A Rose for Bucca
My dog has a weird effect on reality. His enemies come to gruesome fates.
He was passed along as a puppy and one of his early "owners" kept him in the basement a minimum of 18 hours a day, rarely fed him, and let him run loose in Clifton Heights, eating food from garbage cans. That guy died in a boating accident on the Ohio River, literally losing his head.
On Sunday, three police cars and a coroner's van pulled up in front of our building. After a short while, a horrible stench oozed over the whole area. One of the neighbors, who lived two floors directly below me, had died sometime around Halloween. I don't have full details and don't particularly want them but I can't see how serial killers can stand it. Rotting bodies don't smell so much as old garbage but like old dishes that have sat in a sink full of water for a long, long time.

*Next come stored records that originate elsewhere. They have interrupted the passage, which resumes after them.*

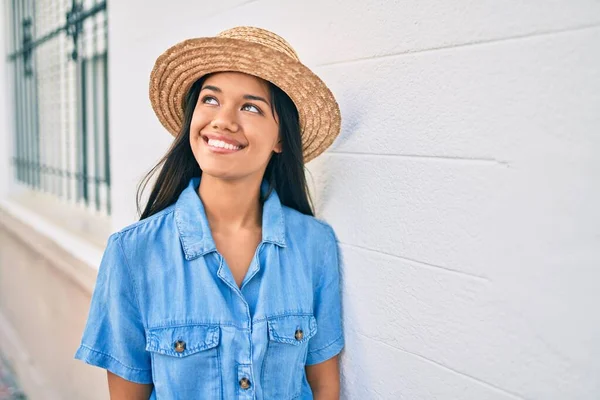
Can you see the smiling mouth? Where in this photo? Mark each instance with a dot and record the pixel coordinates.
(221, 145)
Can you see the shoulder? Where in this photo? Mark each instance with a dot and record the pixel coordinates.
(310, 229)
(148, 228)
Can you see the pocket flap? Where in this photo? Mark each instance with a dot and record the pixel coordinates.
(182, 341)
(292, 329)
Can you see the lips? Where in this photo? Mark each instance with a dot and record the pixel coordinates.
(220, 141)
(223, 145)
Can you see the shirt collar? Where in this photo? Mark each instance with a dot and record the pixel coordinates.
(194, 231)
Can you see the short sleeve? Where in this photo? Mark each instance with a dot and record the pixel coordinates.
(114, 336)
(329, 339)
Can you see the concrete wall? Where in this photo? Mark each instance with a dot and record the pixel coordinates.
(462, 188)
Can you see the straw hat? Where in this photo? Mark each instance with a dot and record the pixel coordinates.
(252, 51)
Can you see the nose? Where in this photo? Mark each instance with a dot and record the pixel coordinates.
(225, 120)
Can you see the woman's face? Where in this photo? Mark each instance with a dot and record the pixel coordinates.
(233, 132)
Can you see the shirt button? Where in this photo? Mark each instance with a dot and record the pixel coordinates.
(179, 346)
(245, 383)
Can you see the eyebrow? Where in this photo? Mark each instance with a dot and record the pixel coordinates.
(246, 96)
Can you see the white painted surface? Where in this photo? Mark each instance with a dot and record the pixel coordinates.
(463, 189)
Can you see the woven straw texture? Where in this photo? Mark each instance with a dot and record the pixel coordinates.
(253, 51)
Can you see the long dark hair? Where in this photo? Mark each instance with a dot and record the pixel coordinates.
(284, 173)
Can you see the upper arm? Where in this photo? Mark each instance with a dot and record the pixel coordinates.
(121, 389)
(114, 337)
(327, 307)
(324, 378)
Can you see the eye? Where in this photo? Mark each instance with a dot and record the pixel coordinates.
(210, 100)
(251, 108)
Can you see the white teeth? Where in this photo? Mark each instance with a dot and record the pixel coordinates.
(223, 145)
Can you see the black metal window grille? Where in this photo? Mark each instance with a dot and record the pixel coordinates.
(59, 59)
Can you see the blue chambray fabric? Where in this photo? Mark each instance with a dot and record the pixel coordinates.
(162, 282)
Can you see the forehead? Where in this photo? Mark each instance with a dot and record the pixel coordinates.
(237, 82)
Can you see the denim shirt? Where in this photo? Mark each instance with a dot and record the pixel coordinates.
(166, 309)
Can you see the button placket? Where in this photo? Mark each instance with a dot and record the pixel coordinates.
(245, 382)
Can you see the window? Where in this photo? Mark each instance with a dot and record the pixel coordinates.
(59, 63)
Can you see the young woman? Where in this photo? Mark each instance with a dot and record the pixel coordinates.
(227, 287)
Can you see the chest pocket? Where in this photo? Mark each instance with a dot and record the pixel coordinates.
(185, 360)
(283, 365)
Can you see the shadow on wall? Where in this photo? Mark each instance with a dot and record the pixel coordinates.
(9, 389)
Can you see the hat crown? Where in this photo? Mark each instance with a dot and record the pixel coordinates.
(262, 37)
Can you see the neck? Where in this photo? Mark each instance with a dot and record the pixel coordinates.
(231, 205)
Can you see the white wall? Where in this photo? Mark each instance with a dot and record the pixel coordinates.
(462, 189)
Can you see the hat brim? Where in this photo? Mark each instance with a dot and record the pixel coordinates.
(181, 65)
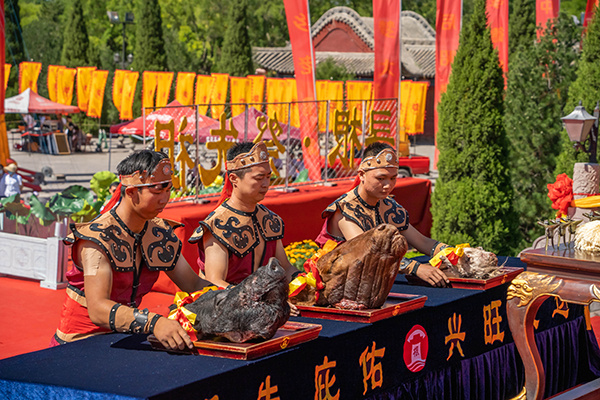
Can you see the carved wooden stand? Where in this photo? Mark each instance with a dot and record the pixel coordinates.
(566, 274)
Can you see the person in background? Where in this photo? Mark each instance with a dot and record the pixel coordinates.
(12, 183)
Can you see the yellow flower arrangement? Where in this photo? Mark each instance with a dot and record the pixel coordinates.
(299, 252)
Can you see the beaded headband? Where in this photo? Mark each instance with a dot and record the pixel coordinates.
(257, 155)
(161, 174)
(386, 158)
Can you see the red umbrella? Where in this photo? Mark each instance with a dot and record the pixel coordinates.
(173, 111)
(29, 102)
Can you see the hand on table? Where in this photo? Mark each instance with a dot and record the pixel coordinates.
(432, 275)
(172, 335)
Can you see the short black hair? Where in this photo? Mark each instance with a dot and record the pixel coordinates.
(236, 150)
(375, 148)
(144, 160)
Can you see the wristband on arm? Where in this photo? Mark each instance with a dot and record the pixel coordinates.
(408, 266)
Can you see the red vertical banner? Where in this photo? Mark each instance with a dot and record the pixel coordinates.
(545, 10)
(447, 33)
(298, 20)
(589, 12)
(4, 149)
(497, 14)
(386, 26)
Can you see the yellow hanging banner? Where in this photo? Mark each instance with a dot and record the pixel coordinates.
(240, 95)
(163, 88)
(415, 113)
(203, 88)
(28, 75)
(275, 94)
(322, 92)
(52, 81)
(356, 91)
(257, 90)
(66, 83)
(117, 94)
(84, 84)
(97, 89)
(129, 83)
(184, 88)
(149, 84)
(218, 95)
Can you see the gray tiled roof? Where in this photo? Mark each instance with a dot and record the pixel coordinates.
(418, 46)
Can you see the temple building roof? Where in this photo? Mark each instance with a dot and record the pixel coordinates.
(347, 38)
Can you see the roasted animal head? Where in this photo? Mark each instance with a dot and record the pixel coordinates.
(255, 308)
(359, 273)
(475, 263)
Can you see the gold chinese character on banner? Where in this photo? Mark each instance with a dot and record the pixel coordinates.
(455, 336)
(266, 390)
(448, 22)
(324, 381)
(345, 133)
(562, 308)
(208, 176)
(371, 370)
(274, 145)
(491, 322)
(378, 126)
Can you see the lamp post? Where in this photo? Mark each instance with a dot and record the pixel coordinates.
(579, 124)
(114, 18)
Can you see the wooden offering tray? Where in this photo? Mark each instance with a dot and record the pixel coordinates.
(396, 304)
(290, 334)
(470, 283)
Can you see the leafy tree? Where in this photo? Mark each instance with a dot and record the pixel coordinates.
(150, 52)
(236, 55)
(521, 25)
(76, 42)
(472, 201)
(330, 70)
(15, 52)
(585, 88)
(539, 78)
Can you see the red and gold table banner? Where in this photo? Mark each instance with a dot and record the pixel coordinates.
(84, 84)
(218, 95)
(240, 93)
(386, 27)
(184, 88)
(65, 85)
(203, 88)
(130, 79)
(97, 89)
(28, 75)
(497, 14)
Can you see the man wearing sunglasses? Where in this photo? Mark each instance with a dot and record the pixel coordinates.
(118, 256)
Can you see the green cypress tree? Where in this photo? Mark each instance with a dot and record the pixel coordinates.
(76, 42)
(521, 24)
(472, 201)
(150, 52)
(538, 80)
(14, 45)
(586, 88)
(236, 54)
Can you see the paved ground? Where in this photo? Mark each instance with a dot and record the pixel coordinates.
(78, 168)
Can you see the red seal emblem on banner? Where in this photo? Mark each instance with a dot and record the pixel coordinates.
(416, 347)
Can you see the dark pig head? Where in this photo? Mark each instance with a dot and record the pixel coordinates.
(255, 308)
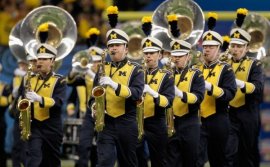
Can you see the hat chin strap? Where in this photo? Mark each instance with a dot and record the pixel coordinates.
(243, 52)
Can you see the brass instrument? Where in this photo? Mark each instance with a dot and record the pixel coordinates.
(81, 61)
(24, 106)
(225, 56)
(98, 93)
(140, 109)
(169, 111)
(190, 21)
(62, 32)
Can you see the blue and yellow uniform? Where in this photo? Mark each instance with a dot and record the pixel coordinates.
(244, 111)
(244, 107)
(5, 92)
(44, 144)
(155, 128)
(183, 146)
(120, 132)
(83, 86)
(214, 110)
(18, 148)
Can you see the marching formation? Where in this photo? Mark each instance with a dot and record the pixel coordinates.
(161, 108)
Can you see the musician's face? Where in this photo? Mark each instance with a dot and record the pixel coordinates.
(181, 61)
(22, 66)
(117, 52)
(238, 50)
(94, 67)
(151, 59)
(44, 65)
(210, 52)
(34, 64)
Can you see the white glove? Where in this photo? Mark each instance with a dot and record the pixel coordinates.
(90, 73)
(108, 81)
(33, 96)
(15, 92)
(164, 60)
(208, 85)
(93, 108)
(178, 92)
(19, 72)
(149, 90)
(240, 83)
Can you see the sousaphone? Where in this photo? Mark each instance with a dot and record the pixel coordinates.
(190, 21)
(62, 30)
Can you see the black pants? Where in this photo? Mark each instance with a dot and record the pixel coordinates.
(242, 149)
(118, 139)
(3, 157)
(213, 139)
(18, 149)
(183, 146)
(155, 134)
(85, 141)
(43, 147)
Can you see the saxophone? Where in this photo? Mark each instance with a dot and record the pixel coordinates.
(98, 93)
(140, 110)
(24, 107)
(169, 111)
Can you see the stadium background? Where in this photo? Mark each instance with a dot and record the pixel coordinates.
(90, 12)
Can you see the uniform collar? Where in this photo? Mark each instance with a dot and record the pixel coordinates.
(180, 70)
(237, 61)
(120, 64)
(152, 71)
(212, 64)
(45, 77)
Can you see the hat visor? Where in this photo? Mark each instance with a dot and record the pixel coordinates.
(212, 42)
(45, 55)
(150, 49)
(29, 58)
(96, 58)
(237, 41)
(116, 41)
(179, 53)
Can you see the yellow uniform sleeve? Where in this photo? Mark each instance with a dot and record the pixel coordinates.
(217, 91)
(163, 101)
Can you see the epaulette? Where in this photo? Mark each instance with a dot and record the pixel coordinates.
(164, 71)
(258, 62)
(58, 75)
(220, 63)
(133, 63)
(3, 83)
(33, 75)
(196, 66)
(194, 69)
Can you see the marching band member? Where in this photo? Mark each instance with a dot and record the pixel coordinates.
(159, 94)
(87, 129)
(124, 84)
(189, 92)
(244, 107)
(47, 96)
(18, 148)
(5, 92)
(220, 89)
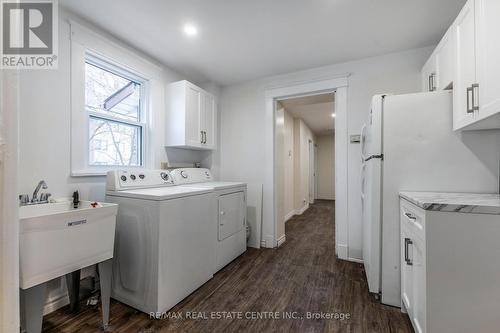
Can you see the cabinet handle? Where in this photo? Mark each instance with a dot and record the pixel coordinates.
(411, 217)
(432, 82)
(407, 259)
(475, 88)
(469, 108)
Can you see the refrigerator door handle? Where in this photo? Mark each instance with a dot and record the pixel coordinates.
(363, 167)
(362, 142)
(408, 241)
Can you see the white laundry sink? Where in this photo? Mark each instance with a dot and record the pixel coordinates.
(56, 239)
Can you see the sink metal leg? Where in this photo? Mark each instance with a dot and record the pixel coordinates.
(32, 302)
(105, 269)
(73, 284)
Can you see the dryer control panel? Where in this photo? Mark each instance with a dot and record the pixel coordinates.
(119, 180)
(191, 175)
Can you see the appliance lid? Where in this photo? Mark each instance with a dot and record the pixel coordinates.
(218, 185)
(161, 193)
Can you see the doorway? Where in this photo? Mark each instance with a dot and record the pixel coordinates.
(300, 123)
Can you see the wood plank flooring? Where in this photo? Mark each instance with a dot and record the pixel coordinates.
(301, 276)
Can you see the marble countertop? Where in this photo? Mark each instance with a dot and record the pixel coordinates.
(476, 203)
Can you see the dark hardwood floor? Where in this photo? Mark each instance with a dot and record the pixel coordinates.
(301, 276)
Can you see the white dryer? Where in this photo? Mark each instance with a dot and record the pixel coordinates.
(164, 243)
(230, 209)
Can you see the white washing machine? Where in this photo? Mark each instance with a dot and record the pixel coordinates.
(230, 209)
(164, 243)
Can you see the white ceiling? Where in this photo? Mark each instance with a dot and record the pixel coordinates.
(315, 111)
(240, 40)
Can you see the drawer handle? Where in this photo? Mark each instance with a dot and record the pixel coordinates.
(469, 93)
(407, 259)
(411, 217)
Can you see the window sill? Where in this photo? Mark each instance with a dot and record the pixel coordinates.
(88, 173)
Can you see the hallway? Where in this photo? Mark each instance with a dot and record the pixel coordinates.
(301, 276)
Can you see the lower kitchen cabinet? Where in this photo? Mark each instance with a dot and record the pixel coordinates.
(450, 270)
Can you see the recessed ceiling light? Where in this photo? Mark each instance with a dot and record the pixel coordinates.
(190, 30)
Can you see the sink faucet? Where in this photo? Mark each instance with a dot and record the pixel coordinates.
(42, 185)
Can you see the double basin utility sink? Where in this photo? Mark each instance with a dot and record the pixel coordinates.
(57, 239)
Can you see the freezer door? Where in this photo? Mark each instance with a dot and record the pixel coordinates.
(371, 217)
(373, 133)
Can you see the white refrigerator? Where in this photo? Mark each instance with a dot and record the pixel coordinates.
(408, 144)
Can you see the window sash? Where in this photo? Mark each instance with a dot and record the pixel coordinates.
(141, 127)
(115, 69)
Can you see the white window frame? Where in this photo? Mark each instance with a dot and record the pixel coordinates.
(116, 69)
(87, 44)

I feel sorry for the guy and have to wonder if he had any family at all for this to happen. He was relatively young (at least ten years younger than anyone else on his floor) and seemed healthy the last time I saw him. He was known for complaining about dogs (repeatedly about my dog Bucca) and children (repeatedly about Devilboy until I brought up the magic letters "ADA" to the condo association). He also stopped and confronted my stepdaughter when she was walking home from school about making too much noise. Afterwards, when I went down to talk to him afterwards, he was pretty contrite.
One of the neighbors made the comment, "On the bright side, I guess I won't get any more letters about my grandkids."
I don't know if Bucca put the hex on him but it tells me not to complain about everything in life (and, no, that doesn't mean I'm shutting down the blog). I doubt if anyone could have done something to save his life but I don't know of anyone else who could disappear for two weeks and not be noticed.